When equipped with the 5.3-liter V8, the Savana van can achieve 13 mpg city/17 mpg hwy, a reasonable figure given the Savana's weight, bulk and 4-speed Hydra-Matic transmission. With the smaller 4.3-liter motor, the Savana cargo van is rated at 15/20 mpg. To its credit, GM has been at the forefront in the building of efficient V8 powertrains; if carrying eight passengers, the Savana 1500 remains at least as efficient as taking two (typically midsize) cars to transport the same number of people.
Thankfully, GM has given consideration to elements of both active safety (accident avoidance) and passive safety (the ability to survive a crash should one occur). Power-assisted rack-and-pinion steering, and 4-wheel disc brakes with ABS and dynamic rear proportioning can reduce the hassle of piloting and the drama of stopping a loaded truck. Also standard on all GMC Savanas is StabiliTrak, which is GM's electronic stability control. A newly available backup camera and rear parking sensors take the guesswork out of low-speed maneuvering. Available head curtain side airbags and lap and shoulder belts for center seat passengers (standard) wraps up the Savana's safety menu.
Driving a GMC Savana, as with most other vehicles in the full-size van segment, is a bit like steering a boat; its ponderous proportions typically make for ponderous handling, and in this regard the 2013 GMC Savana 1500 delivers as expected.

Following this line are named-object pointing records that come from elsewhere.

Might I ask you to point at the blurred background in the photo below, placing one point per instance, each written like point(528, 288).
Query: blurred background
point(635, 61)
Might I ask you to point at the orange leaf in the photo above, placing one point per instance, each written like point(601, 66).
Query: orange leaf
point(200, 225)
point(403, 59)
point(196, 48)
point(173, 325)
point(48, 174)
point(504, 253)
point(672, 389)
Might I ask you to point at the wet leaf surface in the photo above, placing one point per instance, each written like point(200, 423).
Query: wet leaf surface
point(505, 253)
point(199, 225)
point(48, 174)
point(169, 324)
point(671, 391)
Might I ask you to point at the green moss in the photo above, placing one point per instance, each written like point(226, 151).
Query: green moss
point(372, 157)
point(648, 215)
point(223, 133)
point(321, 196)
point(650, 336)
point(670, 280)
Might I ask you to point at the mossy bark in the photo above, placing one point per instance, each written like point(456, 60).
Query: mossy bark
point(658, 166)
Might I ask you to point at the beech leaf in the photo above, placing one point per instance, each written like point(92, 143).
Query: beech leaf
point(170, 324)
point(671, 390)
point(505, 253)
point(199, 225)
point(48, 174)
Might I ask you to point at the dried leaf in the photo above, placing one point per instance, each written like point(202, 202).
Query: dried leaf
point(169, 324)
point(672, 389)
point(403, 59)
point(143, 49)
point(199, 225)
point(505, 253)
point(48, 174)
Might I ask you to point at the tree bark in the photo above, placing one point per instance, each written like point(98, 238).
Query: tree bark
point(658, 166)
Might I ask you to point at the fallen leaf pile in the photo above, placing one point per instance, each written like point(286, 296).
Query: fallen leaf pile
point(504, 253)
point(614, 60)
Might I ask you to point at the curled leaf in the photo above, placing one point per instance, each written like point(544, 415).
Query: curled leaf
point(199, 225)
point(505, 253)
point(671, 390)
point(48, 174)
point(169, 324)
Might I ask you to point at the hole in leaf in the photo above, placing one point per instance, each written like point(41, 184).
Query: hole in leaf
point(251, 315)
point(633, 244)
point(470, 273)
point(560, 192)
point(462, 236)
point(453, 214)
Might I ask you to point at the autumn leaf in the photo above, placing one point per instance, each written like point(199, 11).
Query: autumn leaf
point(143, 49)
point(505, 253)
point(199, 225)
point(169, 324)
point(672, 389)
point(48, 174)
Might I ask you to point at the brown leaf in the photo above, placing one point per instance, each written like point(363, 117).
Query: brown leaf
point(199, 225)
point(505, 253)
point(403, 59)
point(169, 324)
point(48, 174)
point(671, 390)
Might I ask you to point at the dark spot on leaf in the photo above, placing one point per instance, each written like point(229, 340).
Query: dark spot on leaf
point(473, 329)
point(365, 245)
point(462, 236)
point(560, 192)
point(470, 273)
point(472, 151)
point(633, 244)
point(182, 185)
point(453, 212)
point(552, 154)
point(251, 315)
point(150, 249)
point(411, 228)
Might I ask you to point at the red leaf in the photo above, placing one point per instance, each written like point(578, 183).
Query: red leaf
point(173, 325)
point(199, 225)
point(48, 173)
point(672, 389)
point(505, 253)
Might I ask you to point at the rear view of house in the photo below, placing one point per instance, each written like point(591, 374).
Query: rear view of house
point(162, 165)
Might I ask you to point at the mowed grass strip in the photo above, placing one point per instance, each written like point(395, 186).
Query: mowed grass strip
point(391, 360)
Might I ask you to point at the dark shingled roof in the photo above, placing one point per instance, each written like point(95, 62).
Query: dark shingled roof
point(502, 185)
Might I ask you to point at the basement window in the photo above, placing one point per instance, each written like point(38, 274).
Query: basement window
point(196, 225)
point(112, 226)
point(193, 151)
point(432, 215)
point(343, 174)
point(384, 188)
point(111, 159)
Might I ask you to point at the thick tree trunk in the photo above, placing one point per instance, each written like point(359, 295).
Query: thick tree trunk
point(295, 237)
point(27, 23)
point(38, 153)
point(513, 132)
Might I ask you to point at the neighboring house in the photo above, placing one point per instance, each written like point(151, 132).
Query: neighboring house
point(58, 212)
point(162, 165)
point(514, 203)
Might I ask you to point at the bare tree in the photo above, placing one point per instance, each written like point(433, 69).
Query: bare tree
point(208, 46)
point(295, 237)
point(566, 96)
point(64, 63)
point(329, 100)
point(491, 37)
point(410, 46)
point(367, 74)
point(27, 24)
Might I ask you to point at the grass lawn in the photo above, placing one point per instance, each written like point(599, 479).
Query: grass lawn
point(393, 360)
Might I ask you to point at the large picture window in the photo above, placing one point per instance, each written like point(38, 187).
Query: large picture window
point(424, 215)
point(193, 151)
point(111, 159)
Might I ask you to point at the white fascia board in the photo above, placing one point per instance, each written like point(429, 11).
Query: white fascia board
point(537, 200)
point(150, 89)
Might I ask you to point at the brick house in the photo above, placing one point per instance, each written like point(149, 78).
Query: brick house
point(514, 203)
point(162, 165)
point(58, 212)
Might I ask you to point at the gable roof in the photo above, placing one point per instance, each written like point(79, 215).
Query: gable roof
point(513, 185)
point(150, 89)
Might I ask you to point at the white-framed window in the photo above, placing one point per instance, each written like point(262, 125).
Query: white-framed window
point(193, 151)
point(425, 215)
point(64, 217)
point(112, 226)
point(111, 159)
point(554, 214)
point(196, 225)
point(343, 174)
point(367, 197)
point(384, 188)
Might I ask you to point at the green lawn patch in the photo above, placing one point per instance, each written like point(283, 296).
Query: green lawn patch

That said, GM engineers have done an admirable job of massaging the "beast" out of this beast, and when equipped with its standard V8 it goes about its business with a degree of eagerness not found in a similar vehicle 20 years ago.

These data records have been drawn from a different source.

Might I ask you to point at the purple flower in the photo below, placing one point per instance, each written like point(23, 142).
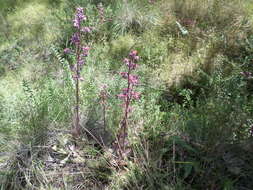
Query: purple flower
point(246, 74)
point(81, 62)
point(85, 51)
point(133, 79)
point(67, 51)
point(86, 29)
point(124, 74)
point(136, 95)
point(75, 39)
point(79, 17)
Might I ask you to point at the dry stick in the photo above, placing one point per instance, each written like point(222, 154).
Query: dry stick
point(92, 136)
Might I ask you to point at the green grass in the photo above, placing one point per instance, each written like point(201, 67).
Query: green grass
point(189, 130)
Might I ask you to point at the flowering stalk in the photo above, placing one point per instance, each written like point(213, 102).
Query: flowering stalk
point(81, 52)
point(128, 95)
point(103, 100)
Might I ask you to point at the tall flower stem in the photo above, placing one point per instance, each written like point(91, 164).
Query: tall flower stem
point(81, 52)
point(77, 118)
point(127, 96)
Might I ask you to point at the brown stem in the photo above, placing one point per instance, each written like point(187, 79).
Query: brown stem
point(77, 119)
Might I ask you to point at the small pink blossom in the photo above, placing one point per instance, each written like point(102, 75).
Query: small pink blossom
point(66, 50)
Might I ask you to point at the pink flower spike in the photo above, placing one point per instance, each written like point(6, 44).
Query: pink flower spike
point(86, 29)
point(123, 74)
point(66, 50)
point(136, 95)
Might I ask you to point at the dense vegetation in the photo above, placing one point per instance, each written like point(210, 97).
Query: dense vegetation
point(190, 125)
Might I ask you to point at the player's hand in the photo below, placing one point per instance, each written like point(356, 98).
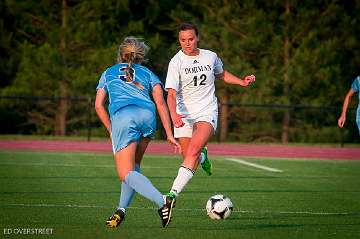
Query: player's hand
point(249, 79)
point(177, 121)
point(175, 144)
point(341, 121)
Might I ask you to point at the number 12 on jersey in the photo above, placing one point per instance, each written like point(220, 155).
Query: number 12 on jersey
point(200, 81)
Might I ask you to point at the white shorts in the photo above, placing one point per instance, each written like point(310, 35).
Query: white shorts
point(186, 130)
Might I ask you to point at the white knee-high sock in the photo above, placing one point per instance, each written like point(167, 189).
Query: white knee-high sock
point(183, 177)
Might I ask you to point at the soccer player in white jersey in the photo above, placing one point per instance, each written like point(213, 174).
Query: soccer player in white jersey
point(131, 122)
point(355, 87)
point(192, 103)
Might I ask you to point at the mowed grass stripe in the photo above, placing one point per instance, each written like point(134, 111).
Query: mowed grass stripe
point(310, 199)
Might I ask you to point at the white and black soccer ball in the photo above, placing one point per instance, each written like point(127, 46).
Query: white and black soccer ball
point(219, 207)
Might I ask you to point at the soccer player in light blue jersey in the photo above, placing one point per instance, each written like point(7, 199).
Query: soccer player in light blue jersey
point(131, 123)
point(355, 87)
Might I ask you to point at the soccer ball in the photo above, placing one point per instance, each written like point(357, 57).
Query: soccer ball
point(219, 207)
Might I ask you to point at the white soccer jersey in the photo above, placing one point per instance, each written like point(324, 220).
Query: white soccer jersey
point(193, 79)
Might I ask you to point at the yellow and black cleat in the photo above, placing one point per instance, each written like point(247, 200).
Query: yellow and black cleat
point(115, 220)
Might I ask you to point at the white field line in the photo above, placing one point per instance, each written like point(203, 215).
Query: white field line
point(71, 165)
point(254, 165)
point(179, 209)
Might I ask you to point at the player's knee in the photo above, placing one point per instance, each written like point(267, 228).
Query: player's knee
point(193, 152)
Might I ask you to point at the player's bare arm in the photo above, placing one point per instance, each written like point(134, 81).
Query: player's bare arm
point(342, 118)
point(164, 115)
point(171, 101)
point(229, 78)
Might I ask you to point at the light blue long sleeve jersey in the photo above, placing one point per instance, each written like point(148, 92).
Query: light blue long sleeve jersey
point(122, 92)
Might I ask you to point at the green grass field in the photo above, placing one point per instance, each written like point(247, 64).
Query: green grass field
point(73, 194)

The driving experience in the passenger version is helped by almost 360 degrees of visibility. The driver's hip point is high, and the field of vision is almost unobstructed.
Other Trucks to Consider
After years of domination by GM and Ford, the full-size van segment is about to wake from a quarter century of hibernation. Although Chrysler left the segment several years ago, it's rumored to be coming back with FIAT-based commercial vans modified for stateside sale. Ford, having enjoyed a surprisingly good reception for its more compact Transit Connect, plans to offer the Connect's full-size brother. With the dissolution of the Mercedes-Benz/Chrysler union, Mercedes is importing its Sprinter and selling it through select Mercedes dealerships. And Nissan offers both cargo and passenger versions of its full-size NV for 2013.
Also, remember that today's minivans aren't so mini. Entries by Chrysler, Honda, Toyota and Nissan are all significantly larger than a decade ago. And the whole current minivan crop are equipped with platforms and comfort/convenience features that may be coming with the next generation of full-size vans but aren't available on today's GM or Ford entries.

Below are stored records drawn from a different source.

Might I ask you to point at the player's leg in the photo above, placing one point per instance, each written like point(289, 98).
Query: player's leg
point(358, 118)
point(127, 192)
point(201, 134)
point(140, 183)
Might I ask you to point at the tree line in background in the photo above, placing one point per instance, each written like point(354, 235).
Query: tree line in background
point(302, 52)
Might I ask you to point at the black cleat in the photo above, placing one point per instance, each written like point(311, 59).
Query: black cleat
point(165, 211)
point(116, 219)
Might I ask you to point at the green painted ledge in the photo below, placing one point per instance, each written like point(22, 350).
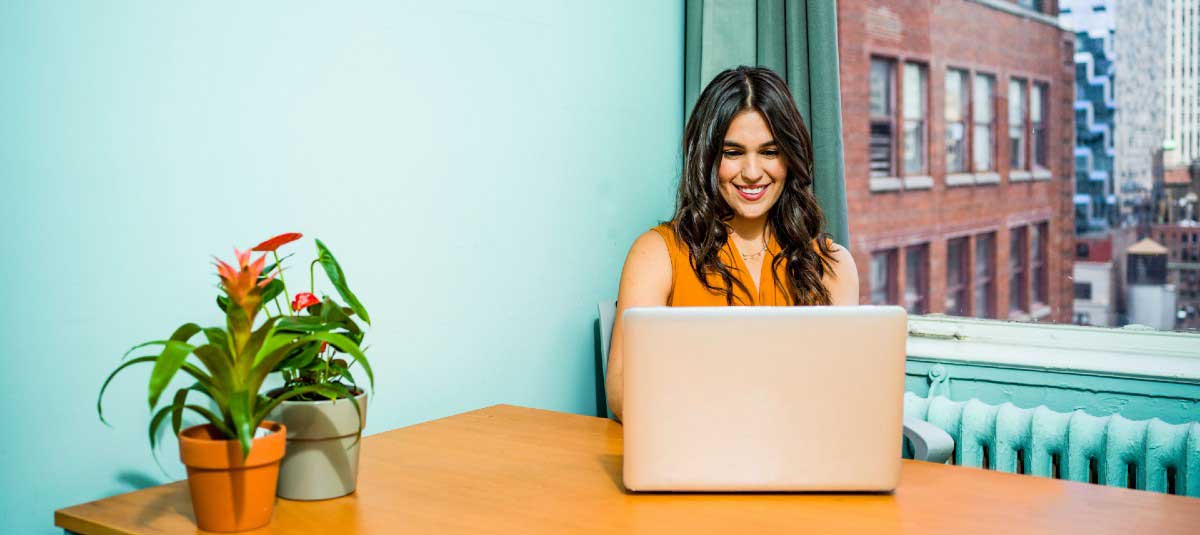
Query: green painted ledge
point(1137, 373)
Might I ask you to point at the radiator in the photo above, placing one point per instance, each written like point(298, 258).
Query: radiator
point(1150, 455)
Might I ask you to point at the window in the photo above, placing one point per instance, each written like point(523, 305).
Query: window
point(982, 142)
point(1017, 271)
point(955, 121)
point(1038, 120)
point(1084, 290)
point(1037, 264)
point(1017, 124)
point(957, 276)
point(882, 118)
point(915, 132)
point(984, 274)
point(916, 289)
point(883, 268)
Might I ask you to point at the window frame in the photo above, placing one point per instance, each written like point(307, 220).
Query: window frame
point(921, 304)
point(976, 76)
point(965, 120)
point(987, 281)
point(891, 276)
point(1018, 271)
point(964, 288)
point(889, 118)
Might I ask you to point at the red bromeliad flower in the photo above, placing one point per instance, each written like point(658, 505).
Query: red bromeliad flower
point(304, 300)
point(269, 246)
point(240, 282)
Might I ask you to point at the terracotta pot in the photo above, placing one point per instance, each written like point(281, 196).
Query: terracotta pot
point(231, 493)
point(323, 448)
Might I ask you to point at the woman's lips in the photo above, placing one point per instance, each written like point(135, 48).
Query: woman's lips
point(753, 193)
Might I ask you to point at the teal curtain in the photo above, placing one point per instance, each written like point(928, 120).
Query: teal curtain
point(797, 38)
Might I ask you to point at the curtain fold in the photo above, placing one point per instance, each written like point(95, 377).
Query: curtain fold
point(797, 38)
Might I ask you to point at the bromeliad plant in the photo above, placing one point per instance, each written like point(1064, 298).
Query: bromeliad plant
point(232, 364)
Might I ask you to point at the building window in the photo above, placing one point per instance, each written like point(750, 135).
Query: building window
point(1017, 270)
point(1038, 120)
point(982, 139)
point(882, 118)
point(984, 275)
point(915, 119)
point(1017, 124)
point(883, 280)
point(1037, 263)
point(957, 276)
point(1084, 290)
point(955, 121)
point(916, 289)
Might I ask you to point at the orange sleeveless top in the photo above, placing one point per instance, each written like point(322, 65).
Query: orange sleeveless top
point(687, 289)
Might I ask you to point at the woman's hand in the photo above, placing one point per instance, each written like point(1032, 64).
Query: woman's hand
point(645, 282)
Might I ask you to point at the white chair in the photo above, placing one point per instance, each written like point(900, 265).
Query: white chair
point(929, 442)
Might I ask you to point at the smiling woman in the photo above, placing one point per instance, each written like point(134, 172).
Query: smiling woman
point(747, 228)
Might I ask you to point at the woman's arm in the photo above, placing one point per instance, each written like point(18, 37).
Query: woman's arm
point(844, 284)
point(645, 282)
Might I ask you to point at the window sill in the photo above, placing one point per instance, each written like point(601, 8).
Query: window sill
point(918, 182)
point(886, 184)
point(1110, 352)
point(987, 178)
point(960, 179)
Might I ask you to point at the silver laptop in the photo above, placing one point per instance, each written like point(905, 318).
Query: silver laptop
point(763, 398)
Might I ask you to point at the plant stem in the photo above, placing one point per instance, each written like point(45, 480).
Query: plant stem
point(287, 298)
point(312, 283)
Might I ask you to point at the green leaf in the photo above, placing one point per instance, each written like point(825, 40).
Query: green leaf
point(166, 366)
point(273, 289)
point(304, 324)
point(243, 420)
point(100, 398)
point(336, 277)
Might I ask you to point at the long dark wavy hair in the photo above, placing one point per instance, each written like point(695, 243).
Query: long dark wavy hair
point(702, 216)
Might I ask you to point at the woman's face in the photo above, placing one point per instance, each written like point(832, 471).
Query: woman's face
point(751, 172)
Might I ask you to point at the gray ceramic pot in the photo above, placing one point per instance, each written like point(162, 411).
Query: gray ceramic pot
point(322, 458)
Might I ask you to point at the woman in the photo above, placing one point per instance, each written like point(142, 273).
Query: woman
point(747, 229)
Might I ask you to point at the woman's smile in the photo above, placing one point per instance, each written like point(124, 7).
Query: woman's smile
point(753, 193)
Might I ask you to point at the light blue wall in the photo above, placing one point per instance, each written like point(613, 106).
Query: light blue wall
point(479, 170)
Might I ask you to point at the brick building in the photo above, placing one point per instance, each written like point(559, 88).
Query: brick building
point(958, 119)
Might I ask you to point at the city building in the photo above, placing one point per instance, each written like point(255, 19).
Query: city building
point(1095, 112)
point(1182, 250)
point(1096, 281)
point(960, 156)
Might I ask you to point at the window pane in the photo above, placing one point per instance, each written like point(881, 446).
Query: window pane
point(955, 121)
point(981, 107)
point(955, 277)
point(983, 275)
point(915, 278)
point(1017, 271)
point(881, 86)
point(913, 91)
point(881, 277)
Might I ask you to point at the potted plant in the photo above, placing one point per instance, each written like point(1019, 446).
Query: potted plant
point(233, 460)
point(321, 402)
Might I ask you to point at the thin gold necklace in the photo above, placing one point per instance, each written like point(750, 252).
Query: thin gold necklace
point(747, 257)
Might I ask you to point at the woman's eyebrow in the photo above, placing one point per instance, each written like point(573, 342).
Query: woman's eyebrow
point(738, 145)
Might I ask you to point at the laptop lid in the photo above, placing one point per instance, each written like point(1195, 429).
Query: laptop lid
point(763, 398)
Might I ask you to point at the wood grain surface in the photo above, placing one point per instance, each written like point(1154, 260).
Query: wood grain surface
point(515, 470)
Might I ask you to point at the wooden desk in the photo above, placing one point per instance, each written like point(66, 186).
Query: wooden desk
point(510, 469)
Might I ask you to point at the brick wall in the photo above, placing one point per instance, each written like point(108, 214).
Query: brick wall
point(964, 35)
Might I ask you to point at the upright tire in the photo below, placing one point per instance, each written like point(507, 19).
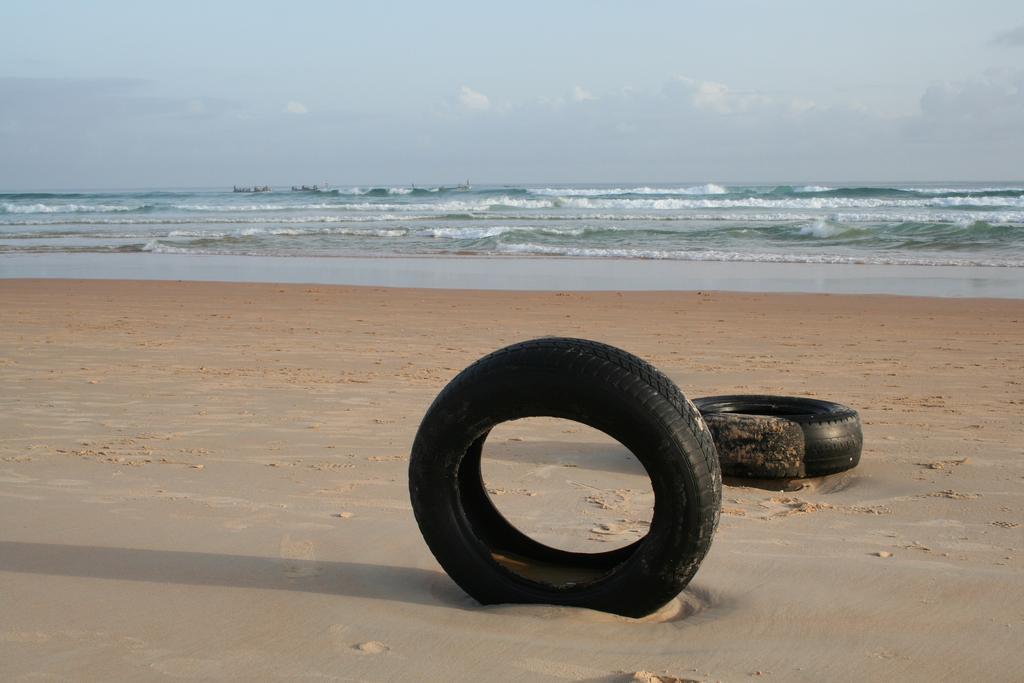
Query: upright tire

We'd equip an 8-passenger 2013 Savana 1500 with available all-wheel drive and just enough comfort and convenience accessories to make it livable for a three-week grand tour. With room for everything a family of four could possibly carry, along with bike storage inside rather than on top of the van, the Savana would make a great base camp for any weekend--or weeks long--adventure. With the top LT trim, navigation, rear parking sensors and a backup camera, you'd still be out the door for well under $40,000.